I also later saw on my report they gave me, that the heart tests did in fact find an electrical problem on one side of my heart. I had to look it up on the net! And when I looked it up, apparently if you have this problem, it's fine unles the other side of the heart develops it too -- and then you are instantly dead.
Great. So they didn't even tell me "We don't know what your muscle thing is but oh yeah, we did find out you have this heart thing that could kill you if the other side goes wonky too."
Two years later, I've been having this musculo-skeletal pain fade, then come back again, then go away after a few weeks, then come back again, then last for a few MONTHS, then fade away again --- so I go to the local general practitioner I'm registered at but have never gone to before, and they don't actually know me.
She sees the ER visit notes, confirms my heart seems fine, and sends me away with just a stronger pain killer prescription. I spend a lot of money on those pills and they don't even work the way the ibuprofen did.
And years later again, I'm still getting these bouts of severe pain. I don't even have the heart to go back to that doctor. I feel like TWICE I've been fobbed-off and told to go home and take painkillers. Twice a doctor has not even had the intellectual curiosity to say "Wait a minute, what is actually CAUSING this whole thing? Lets get you to a specialist, lets take some blood, lets do this, lets do that."

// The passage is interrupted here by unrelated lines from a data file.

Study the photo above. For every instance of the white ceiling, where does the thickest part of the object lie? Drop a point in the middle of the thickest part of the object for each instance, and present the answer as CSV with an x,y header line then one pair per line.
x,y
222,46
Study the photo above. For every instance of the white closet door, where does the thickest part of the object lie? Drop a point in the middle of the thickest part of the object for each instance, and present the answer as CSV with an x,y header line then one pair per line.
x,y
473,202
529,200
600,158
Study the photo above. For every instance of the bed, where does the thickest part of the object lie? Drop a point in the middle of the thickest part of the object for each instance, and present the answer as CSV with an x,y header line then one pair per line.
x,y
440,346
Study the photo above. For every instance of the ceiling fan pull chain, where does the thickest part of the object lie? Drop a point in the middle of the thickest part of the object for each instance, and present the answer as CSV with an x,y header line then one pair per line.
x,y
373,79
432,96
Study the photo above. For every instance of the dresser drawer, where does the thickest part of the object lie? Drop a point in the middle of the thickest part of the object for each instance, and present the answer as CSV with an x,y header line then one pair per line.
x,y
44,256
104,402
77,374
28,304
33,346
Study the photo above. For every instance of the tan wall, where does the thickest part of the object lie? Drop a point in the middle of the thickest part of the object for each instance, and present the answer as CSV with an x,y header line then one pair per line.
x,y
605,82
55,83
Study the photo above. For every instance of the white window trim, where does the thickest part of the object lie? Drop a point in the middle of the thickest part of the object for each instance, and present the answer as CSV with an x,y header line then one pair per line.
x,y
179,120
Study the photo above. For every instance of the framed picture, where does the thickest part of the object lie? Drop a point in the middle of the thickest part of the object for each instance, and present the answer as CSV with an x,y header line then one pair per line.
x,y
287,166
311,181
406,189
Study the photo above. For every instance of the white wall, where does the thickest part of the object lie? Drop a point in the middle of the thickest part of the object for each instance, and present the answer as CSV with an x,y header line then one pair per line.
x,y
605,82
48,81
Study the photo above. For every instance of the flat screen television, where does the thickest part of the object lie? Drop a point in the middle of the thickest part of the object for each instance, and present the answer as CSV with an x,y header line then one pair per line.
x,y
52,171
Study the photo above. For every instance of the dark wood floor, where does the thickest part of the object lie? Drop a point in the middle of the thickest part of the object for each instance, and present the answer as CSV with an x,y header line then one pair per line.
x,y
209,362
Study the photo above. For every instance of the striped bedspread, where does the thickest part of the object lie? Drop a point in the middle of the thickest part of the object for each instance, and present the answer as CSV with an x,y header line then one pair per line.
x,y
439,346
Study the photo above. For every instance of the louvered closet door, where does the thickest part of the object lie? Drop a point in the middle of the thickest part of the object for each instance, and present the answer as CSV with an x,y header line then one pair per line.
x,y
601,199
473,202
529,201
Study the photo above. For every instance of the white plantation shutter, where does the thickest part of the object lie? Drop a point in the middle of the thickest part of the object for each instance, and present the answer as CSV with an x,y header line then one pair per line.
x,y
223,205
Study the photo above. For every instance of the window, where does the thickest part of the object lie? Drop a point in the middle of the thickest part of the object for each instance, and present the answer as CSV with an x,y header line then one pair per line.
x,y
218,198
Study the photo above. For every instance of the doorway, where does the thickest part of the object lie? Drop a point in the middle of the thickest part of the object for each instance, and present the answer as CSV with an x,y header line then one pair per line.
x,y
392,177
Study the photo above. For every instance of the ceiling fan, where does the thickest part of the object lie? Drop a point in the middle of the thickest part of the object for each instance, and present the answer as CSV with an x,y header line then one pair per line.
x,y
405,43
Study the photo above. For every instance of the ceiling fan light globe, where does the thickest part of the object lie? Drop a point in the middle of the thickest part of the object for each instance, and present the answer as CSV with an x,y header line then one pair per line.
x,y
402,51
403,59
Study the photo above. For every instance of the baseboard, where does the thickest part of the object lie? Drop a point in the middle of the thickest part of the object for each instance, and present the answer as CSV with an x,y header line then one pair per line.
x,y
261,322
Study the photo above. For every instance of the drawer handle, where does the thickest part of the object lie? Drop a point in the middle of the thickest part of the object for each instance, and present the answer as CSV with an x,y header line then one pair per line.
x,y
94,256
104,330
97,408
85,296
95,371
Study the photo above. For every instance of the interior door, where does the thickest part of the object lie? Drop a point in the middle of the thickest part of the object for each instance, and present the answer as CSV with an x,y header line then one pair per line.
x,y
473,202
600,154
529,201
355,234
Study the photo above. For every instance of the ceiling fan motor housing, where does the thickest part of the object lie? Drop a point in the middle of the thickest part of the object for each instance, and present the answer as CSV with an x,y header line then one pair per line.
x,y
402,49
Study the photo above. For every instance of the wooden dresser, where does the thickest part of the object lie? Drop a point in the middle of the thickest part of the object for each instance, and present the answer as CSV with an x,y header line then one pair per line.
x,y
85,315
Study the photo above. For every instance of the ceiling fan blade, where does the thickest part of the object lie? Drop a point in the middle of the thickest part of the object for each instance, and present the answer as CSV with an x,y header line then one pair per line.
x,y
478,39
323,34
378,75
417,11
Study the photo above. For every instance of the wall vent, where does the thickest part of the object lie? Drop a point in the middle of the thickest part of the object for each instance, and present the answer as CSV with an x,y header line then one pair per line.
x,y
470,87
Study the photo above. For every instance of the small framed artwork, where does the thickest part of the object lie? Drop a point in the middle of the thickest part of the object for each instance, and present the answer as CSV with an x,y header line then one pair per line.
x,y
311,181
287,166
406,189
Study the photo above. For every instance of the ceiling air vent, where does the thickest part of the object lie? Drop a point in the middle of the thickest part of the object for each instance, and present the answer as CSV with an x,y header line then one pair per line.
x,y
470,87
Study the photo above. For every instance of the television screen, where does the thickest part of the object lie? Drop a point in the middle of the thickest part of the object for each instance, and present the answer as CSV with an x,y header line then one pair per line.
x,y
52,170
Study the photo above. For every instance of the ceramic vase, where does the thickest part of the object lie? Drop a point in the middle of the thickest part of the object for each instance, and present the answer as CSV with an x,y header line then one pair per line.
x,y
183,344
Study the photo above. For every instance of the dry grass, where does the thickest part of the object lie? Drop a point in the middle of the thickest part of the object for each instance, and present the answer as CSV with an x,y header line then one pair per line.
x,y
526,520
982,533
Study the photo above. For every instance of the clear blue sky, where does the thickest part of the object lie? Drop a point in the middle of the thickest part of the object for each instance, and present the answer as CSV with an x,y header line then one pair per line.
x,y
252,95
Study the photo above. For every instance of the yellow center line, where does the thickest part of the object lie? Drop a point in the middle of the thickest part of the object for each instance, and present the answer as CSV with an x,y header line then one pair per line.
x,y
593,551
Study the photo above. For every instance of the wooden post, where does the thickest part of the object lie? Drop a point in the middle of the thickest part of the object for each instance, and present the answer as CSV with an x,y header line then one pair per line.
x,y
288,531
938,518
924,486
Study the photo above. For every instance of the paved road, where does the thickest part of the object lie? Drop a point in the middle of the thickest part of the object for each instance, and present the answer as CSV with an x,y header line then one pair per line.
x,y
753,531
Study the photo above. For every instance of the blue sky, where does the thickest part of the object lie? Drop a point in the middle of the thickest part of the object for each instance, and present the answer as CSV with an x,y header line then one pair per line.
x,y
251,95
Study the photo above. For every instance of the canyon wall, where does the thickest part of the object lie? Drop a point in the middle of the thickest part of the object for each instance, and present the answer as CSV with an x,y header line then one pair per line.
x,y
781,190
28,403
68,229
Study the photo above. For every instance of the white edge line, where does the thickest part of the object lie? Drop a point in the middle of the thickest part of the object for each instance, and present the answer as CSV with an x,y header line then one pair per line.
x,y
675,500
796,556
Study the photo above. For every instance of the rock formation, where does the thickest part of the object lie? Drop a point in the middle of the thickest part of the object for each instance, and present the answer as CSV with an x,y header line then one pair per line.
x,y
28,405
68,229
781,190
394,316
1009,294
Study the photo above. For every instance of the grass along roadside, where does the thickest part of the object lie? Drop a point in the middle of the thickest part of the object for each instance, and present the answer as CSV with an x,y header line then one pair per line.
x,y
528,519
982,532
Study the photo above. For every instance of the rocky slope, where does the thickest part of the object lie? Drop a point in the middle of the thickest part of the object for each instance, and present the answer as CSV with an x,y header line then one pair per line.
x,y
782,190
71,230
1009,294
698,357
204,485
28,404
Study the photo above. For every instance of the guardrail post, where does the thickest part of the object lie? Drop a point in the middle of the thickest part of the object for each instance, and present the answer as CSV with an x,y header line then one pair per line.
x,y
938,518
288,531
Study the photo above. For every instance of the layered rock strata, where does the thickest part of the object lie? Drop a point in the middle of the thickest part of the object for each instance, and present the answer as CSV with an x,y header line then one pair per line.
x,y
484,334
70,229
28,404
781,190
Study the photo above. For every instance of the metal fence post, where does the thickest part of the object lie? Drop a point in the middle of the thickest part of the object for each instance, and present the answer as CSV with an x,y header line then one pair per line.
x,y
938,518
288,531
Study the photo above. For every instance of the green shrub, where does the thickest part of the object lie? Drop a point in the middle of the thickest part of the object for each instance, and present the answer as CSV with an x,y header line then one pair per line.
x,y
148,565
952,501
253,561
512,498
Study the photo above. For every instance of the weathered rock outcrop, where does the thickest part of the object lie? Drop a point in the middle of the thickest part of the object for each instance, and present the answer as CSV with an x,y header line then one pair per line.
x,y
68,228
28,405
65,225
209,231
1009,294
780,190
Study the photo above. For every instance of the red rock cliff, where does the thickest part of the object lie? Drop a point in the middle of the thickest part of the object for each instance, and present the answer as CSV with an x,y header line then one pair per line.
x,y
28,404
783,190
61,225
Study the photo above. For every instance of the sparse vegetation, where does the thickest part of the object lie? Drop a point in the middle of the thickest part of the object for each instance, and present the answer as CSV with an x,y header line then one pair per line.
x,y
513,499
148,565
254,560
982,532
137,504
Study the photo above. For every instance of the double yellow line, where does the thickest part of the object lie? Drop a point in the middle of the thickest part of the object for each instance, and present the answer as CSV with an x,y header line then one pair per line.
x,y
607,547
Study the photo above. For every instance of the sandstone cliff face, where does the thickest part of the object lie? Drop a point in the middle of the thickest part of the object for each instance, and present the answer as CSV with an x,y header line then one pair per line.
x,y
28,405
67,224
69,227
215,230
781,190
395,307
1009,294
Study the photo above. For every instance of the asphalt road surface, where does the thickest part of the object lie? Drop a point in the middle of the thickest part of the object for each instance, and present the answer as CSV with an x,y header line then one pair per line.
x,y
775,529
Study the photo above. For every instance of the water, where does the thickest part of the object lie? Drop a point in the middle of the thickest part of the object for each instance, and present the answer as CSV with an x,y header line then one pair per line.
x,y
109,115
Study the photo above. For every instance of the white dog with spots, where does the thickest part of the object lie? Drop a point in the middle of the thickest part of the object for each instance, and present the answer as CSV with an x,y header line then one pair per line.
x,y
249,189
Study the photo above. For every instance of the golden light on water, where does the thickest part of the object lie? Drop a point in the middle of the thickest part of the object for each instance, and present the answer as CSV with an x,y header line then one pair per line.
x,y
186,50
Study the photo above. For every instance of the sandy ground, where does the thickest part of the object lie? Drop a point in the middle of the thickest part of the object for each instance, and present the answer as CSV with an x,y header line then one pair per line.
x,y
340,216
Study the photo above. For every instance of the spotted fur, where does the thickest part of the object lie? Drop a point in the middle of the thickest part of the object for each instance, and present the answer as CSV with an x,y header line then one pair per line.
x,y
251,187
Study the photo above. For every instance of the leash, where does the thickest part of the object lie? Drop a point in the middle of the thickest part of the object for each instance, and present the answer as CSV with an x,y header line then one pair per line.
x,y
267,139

Nobody has even wondered WHY am I having this pain for years now? I've even had changes in lifestyle and work situation yet the same pain comes back in the same places, so it doesn't seem to be a stress injury or it would have altered with the changes in my activities. NOBODY in the medical profession has cared to look into what the hell this is. They have just told me to medicate the pain.
I'm not a hypochondriac, in fact, I'm the person who resists bothering doctors, and it takes a LOT to get me to go to one. But this pain was so bad I did try twice to get help. And I'm a person who never goes to a doctor. It was even the first time I'd met anyone at the practice I'd signed up for years before.
I'm very disappointed in the lack of care I've received. I'm not an attention seeker, I'm not a hypochondriac, I'm the opposite, I never bother the doctor for no good reason or for trivialities, and they should see that in my records, yet they were dismissive of me.
I also have several other symptoms going on, though most of my life I've never had anything wrong with me. But I feel too disheartened to even bother going back with that laundry list of stuff that is also going on with me.
I do think there is something wrong. I do think I have some kind of physical condition and it needs to be diagnosed and treated, but I feel like I haven't been taken seriously.